6 And the Lord said, “Listen to what the unjust judge says. 7 And will not God bring about justice for his chosen ones, who cry out to him day and night? Will he keep putting them off? 8 I tell you, he will see that they get justice, and quickly. However, when the Son of Man comes, will he find faith on the earth?”
Let me share words by E.M. Bounds in his classic book, Purpose in Prayer. He writes: “We must not only pray, but we must pray with great urgency, with intentness and with repetition. We must not only pray, but we must pray again and again. We must not get tired of praying. We must be thoroughly in earnest, deeply concerned about the things for which we ask, for Jesus Christ made it very plain that the secret of prayer and its success lie in its urgency. We must press our prayers upon God.”
We may wonder why God wants us to continue praying, to keep asking after the heart of God. Why does Jesus share this parable? Is it because we are too lazy in our prayers, too much inclined to put ourselves in the center of the universe and too little inclined to let God be in charge? We presume we can change God’s mind with one short prayer that is more like a text message than a deep communion with God. We act as though by prayer we can order God around like some genie in a bottle.
God wants to know that prayer and, by extension our petitions, are important enough to spend quality time with God in prayer. God wants us to get to know Him by reading his Word and allowing it to be planted deep within our souls. Then we can judge the quality of our petitions to see whether it aligns with God’s plan for our lives. All this takes time, but God doesn’t want us to give up – either on our praying or on God’s love for us.
What’s the real point of prayer? Jesus lays it out plainly as he asks, “When the Son of Man comes, will he find faith on earth?” Prayer, like faith, takes time to mature – even a life time. May we be found faithful when Jesus returns.
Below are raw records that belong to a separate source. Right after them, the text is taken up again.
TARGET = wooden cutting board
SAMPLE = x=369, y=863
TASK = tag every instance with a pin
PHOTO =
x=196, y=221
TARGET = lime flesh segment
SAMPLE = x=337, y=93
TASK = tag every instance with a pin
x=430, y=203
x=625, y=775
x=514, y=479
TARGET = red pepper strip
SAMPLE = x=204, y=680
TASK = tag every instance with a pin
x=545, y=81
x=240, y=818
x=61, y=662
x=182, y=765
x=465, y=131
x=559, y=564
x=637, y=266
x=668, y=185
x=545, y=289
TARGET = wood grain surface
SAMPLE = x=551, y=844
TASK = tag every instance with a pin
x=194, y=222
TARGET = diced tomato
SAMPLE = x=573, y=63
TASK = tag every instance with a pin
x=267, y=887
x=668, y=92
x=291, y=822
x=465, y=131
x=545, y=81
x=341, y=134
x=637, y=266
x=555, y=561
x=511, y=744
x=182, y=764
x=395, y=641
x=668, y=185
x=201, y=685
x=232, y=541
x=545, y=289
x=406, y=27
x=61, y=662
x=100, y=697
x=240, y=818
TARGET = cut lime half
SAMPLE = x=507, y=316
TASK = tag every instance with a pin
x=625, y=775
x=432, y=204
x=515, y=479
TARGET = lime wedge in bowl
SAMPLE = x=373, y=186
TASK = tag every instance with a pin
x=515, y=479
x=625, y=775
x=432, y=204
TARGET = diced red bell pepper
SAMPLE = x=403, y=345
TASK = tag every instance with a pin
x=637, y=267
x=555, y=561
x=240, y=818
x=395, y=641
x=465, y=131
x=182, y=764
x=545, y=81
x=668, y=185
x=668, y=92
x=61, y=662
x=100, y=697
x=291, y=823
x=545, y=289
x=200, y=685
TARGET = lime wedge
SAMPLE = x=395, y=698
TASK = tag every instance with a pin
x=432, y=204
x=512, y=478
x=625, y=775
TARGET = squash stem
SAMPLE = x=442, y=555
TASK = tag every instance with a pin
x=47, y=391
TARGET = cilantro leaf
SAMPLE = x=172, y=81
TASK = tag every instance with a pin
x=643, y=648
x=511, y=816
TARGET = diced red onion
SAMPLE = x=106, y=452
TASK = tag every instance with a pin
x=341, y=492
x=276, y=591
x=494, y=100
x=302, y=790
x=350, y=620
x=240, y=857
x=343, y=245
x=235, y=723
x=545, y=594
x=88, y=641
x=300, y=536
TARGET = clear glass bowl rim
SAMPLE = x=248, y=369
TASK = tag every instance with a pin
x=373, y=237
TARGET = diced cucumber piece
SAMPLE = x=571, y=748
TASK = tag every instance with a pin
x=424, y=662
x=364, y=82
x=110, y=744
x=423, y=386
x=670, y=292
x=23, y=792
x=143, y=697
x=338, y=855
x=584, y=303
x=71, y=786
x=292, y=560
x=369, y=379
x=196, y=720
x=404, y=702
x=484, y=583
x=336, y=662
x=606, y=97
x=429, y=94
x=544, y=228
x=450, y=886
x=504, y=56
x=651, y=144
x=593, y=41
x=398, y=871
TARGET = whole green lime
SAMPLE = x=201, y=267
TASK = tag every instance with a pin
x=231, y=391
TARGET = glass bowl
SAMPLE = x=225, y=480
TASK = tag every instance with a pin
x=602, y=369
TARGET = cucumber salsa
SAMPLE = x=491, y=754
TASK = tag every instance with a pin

Dear God, let me be mindful that you want me to stay close to you in prayer. I don’t want to utter a prayer once and walk away from you like some distant relative. I want to spend time getting to know you and coming to appreciate ever deeper facets of your love. You are so worth my time and attention, Lord! Keep me coming to you, ever praying and ever trusting in your guidance. Then I know that what I ask will be according to your will for me in Christ Jesus my savior. Amen.